Freightliner LLC plans to build a new $300-million truck manufacturing plant in Saltillo, Coahuila, in northern Mexico, for the production of Freightliner and Sterling-brand trucks starting in 2009.
“This new facility underscores our confidence in the NAFTA truck market, and our bullish mid-term outlook for industry recovery post-2007,” said Chris Patterson, Freightliner’s president & CEO. “Frankly, we were not able to produce what we could have sold in 2006 due to capacity constraints. We expect another surge in customer demand in 2009 prior to the next round of EPA emissions regulations…so this new plant will ensure that we are fully prepared.”

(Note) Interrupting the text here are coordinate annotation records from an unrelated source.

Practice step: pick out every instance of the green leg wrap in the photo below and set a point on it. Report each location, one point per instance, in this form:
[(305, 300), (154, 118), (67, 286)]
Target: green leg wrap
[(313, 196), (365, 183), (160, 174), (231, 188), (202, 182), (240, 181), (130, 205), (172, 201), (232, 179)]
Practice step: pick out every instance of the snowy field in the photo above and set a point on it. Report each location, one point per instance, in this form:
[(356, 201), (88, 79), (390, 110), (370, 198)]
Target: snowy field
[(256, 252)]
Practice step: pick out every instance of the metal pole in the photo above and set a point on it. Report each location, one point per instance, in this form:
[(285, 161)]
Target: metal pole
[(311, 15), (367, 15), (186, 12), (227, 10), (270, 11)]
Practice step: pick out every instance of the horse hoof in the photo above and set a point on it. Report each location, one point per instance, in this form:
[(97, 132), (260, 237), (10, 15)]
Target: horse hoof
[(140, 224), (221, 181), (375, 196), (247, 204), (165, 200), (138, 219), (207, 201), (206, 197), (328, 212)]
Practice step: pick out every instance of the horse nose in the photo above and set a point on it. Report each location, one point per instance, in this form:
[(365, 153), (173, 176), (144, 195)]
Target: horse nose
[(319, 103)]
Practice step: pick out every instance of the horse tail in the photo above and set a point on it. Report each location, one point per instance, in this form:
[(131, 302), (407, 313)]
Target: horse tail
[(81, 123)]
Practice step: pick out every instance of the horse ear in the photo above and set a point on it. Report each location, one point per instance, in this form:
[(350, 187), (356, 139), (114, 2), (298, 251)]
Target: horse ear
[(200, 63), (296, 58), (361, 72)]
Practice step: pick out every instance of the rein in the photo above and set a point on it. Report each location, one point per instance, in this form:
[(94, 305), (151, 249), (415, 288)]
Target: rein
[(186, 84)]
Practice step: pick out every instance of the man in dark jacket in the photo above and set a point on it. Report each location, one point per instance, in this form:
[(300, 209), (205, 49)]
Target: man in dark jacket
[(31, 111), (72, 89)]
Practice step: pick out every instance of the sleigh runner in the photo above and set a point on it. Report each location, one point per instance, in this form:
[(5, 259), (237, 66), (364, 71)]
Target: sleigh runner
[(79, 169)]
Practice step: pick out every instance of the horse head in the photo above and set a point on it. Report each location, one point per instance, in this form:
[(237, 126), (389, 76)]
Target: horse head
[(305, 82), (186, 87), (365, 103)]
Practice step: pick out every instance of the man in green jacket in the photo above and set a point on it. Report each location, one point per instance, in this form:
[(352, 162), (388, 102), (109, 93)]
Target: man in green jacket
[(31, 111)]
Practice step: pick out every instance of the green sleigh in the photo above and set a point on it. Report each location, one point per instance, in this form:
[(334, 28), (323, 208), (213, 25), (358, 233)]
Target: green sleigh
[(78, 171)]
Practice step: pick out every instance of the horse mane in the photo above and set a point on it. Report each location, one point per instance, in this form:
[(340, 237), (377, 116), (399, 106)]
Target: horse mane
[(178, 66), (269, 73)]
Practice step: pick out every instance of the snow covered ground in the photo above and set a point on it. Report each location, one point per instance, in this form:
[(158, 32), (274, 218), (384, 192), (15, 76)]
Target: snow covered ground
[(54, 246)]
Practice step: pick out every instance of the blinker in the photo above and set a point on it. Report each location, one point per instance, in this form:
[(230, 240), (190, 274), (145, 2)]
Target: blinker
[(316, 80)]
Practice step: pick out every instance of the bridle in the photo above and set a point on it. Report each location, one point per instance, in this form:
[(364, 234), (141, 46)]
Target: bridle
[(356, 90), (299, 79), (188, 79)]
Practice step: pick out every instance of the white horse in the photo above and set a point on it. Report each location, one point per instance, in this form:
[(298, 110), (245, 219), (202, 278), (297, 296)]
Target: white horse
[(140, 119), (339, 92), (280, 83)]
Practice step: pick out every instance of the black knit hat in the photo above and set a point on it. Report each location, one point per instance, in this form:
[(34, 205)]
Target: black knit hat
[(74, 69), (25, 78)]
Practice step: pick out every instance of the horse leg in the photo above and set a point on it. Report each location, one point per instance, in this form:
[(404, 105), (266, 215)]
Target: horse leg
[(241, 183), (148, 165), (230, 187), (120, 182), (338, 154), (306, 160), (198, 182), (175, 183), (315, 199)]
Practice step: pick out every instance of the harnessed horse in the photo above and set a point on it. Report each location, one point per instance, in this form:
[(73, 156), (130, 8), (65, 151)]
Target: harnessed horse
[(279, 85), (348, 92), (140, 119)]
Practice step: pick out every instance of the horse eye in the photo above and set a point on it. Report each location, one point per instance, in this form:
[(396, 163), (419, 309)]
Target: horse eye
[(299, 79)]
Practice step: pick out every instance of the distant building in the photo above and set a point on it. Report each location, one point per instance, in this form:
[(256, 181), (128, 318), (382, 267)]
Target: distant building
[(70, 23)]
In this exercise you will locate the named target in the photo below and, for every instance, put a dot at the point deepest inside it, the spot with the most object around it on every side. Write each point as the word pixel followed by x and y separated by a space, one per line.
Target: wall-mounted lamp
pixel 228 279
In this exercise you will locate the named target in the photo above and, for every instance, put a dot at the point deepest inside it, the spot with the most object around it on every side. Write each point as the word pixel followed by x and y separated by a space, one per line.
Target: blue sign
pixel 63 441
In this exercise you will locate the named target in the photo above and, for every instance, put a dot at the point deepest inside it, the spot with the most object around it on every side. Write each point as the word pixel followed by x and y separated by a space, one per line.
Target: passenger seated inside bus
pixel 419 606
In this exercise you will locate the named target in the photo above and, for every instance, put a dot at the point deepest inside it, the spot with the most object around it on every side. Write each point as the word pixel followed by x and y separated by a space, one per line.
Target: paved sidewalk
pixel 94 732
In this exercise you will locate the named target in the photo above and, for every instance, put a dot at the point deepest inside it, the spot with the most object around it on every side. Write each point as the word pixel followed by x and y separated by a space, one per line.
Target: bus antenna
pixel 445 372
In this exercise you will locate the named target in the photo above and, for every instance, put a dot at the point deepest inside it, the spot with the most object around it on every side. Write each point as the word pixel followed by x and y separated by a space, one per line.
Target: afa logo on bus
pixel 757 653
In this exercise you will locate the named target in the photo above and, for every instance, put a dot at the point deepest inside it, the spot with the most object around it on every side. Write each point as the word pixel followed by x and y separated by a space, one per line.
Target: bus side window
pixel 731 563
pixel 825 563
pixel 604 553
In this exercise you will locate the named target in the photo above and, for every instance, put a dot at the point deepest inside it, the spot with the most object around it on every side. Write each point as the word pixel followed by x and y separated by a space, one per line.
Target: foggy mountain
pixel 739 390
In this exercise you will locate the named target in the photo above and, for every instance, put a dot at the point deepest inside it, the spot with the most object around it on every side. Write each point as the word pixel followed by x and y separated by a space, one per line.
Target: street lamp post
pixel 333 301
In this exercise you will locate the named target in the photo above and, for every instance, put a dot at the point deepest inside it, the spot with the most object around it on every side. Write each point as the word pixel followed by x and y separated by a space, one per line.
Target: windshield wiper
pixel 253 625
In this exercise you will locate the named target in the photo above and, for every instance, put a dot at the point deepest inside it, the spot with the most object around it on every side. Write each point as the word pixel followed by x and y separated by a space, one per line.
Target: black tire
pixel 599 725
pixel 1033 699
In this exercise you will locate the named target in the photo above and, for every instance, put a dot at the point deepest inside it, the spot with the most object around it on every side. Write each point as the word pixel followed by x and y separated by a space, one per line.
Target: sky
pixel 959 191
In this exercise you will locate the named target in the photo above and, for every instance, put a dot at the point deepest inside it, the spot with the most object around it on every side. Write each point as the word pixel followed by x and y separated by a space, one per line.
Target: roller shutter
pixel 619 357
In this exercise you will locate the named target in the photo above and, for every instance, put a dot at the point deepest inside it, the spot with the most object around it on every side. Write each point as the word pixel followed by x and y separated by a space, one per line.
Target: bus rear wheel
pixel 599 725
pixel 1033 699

The 1-million sq.-ft. Saltillo facility will be located near an existing Chrysler plant to take advantage of supply and transportation synergies, such as the extension of a supplier park and railroad terminal. The 740-acre site will also include a PDI/transporter center and test track, as well as room for future expansion. The plant could produce up to 30,000 trucks annually, and employ up to 1,600 production and management personnel, Freightliner noted.
This will be the second Freightliner factory located in Mexico, joining the Santiago Tianguistenco plant, which produces Freightliner-branded heavy- and medium-duty trucks for Mexico, Latin America, the U.S., and Canada.
“Five major U.S.-based OEM's now have Mexican manufacturing capability, including Freightliner LLC,” noted Roger Nielsen, Freightliner’s COO. “DaimlerChrysler [Freightliner’s parent company] had excellent success in recent years with quality, cost and efficiency through our Mexican operations, and we fully expect the new plant in Saltillo to set benchmark standards for DaimlerChrysler Truck Group manufacturing facilities worldwide.”